I say we had better take more interest in this issue. A huge chunk of the EU money is at stake (43% of total resources, or a total 55 billion Euro), but even more importantly the reform involves what we will eat in years to come, how food will be produced and what effects the production needed to feed hundreds of millions of Europeans will have on the environment and on the relationships between the north and the south of the world. These are complex issues. And this is another reason for the disinformation on the new CAP.
This is why I believe that the (often small but well organized) initiatives which bring key reforms like the CAP review to the citizens’ attention are significant and worth mentioning. This is the case of the Good Food March, organized by ARC2020 with a network of European associations (including Slow Food), which will bring the requests of European citizens straight to the centers of power in Brussels. Young and elderly citizens, urban and countryside farmers, activists and simple supporters will mobilize in the next few weeks to raise the level of attention on the issue. Events will be organized all over the continent (in Italy, I would like to mention the initiatives organized in Naples by the local young Slow Food network in cooperation with Coldiretti and AIAB, and the sit-in in Rome, organized by the Italian Committee for Food Sovereignty), and a bicycle will lead the march to the European Parliament where, on September 19, a conference organized by Slow Food and ARC2020 on the CAP reform will be held. Participants include, among others, the President of the European Parliament Martin Schulz and the European Commissioner for Agriculture and Rural Development Dacian Cioloş.

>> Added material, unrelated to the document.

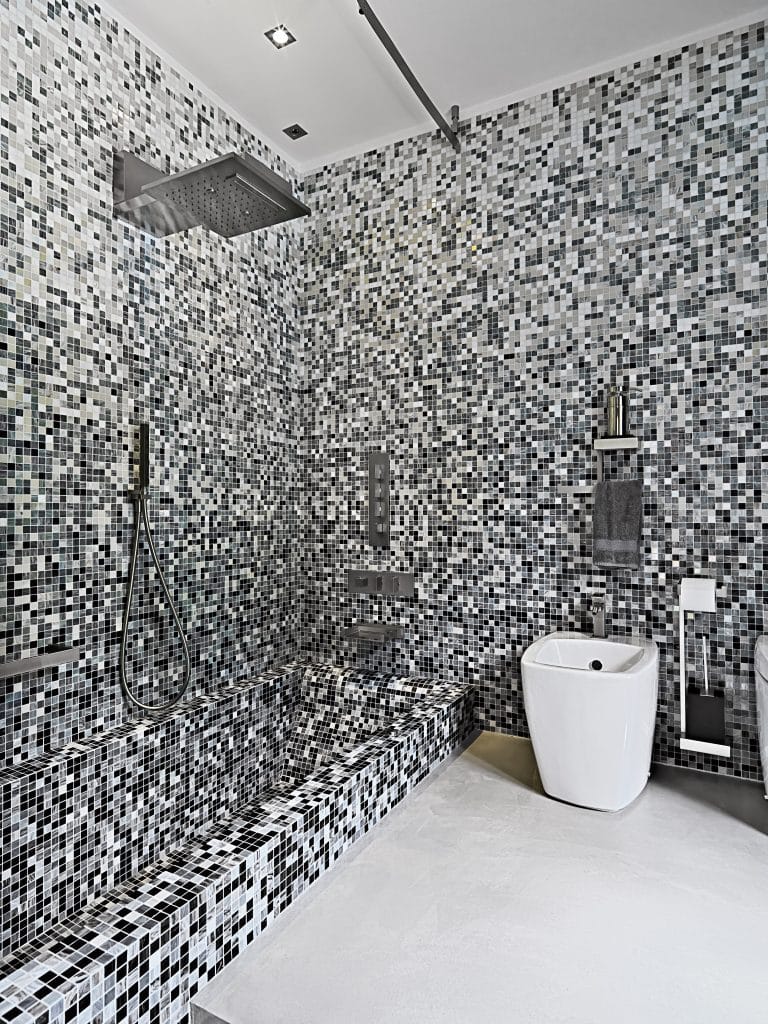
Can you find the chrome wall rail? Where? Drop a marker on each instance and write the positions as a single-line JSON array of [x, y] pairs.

On such an important issue, it is important to work on two sides: at institutional level – because decision-makers must take into account the demands of farmers and citizens who call for a greener agriculture, foreign to the criteria of agricultural industry which thinks of carrots and tomatoes as if they were bolts or microchips – and in terms of communication to the public, so that these topics are more and more widely shared and are not left to environmentalists, farmers or interest groups alone.
If you feel this is an important matter, even if you had never thought about it, and you care for an agriculture that can feed us without poisoning the planet and starving part of its inhabitants (starting from farmers themselves), you can participate in the photo action launched by the organizers of the Good Food March. Send a portrait of you holding a simple request that you would like to send to Brussels and to those who will decide what we will find in our future plates.